With Ukraine under grave threat, to complement my posts on modern history there and its popular and folk soundscapes, this seems a suitable time to reacquaint myself with my local Ukrainian church, just up the road in Acton.

The original Baptist church there, founded in 1895, was reconsecrated in 1978 as an Ukrainian Orthodox Church—properly called The Ukrainian Orthodox Autocephalic Church, Cathedral of the Holy Transfiguration of Our Saviour. * The services are regularly streamed on Facebook—here’s the one I attended:

The building, unassuming from the outside, is lovely. The little choir, upstairs in the west gallery, punctuates the chanting of the priest.

Ukraine church 1

For the Catholic rite, I ventured to the West End, attending Sunday Mass at the Cathedral of the Ukrainian Greek Catholic Eparchy of the Holy Family in Exile in Duke street (website; Facebook, with a wealth of videos).

Duke street panorama

Source: church website.

It’s a larger building, converted for use as the Ukrainian Catholic cathedral since 1967. Upstairs in the middle of the horseshoe-shaped gallery, the choir of seven women and six men played a substantial role. 

My photos.

For such congregations ritual can serve to enhance solidarity, and at times of crisis, with their relatives and friends under assault back home, to provide consolation.
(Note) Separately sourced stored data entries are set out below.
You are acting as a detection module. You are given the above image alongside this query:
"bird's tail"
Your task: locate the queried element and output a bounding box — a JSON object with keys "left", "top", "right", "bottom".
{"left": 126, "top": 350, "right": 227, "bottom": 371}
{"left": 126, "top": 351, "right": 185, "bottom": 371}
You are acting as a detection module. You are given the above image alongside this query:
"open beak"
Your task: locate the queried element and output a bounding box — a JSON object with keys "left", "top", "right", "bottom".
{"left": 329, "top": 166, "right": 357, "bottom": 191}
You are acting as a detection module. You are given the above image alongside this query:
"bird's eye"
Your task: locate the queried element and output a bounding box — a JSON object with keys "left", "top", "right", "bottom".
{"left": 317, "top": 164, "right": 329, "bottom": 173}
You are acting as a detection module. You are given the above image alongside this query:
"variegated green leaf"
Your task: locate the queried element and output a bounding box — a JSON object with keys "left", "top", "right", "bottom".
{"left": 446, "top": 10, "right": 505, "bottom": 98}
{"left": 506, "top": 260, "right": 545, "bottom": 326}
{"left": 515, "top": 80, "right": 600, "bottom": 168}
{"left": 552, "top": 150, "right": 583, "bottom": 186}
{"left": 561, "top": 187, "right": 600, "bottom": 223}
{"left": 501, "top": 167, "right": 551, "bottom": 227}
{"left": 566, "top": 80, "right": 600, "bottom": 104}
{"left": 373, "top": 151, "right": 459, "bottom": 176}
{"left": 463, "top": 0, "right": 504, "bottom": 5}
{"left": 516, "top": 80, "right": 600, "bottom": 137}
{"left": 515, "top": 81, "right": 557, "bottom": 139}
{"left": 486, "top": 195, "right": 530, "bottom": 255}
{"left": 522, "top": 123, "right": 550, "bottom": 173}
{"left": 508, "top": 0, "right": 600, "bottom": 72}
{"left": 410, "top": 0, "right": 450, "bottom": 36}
Ukrainians began settling in the UK in small numbers before World War One, the community increasing after World War Two. Other Ukrainian churches are also active around the UK (for the Orthodox church, click here, and for Catholic parishes, here), and elsewhere in the diaspora—such as the USA and Australia, where many services are shown on YouTube.

* * *

Refugees worship
Source.

Ritual marks division as well as unity. The long, complex history of both Orthodox and Catholic churches in Ukraine is inextricable from politics (see here, and wiki). The Orthodox church, having attempted for many centuries to assert its independence from the Moscow Patriarchate, has sought autocephaly since 1992, ratified since 2018. From St. Michael’s Cathedral in Kyiv, here are highlights of the first Liturgy of His Beatitude Epiphanius, Metropolitan of Kyiv and All Ukraine, Primate of the Orthodox Church of Ukraine:

And now services have had to be held in bomb shelters, as Greek Catholic priests do here:

The many monasteries of Mount Athos, from which women are excluded,  are major sites for Greek, Russian, Ukrainian, and Bulgarian Orthodox liturgies. Here’s part of the Patriarchal Divine Liturgy at the monastery of Xenophontos in 2019—the first celebration of the Epiphanius on Athos:

Since Athos has never added the more recent harmonic tradition of mixed-voice choirs, its monophonic male-voice choral groups sound all the more ancient.


* Wisely, they haven’t attempted to erect a signpost.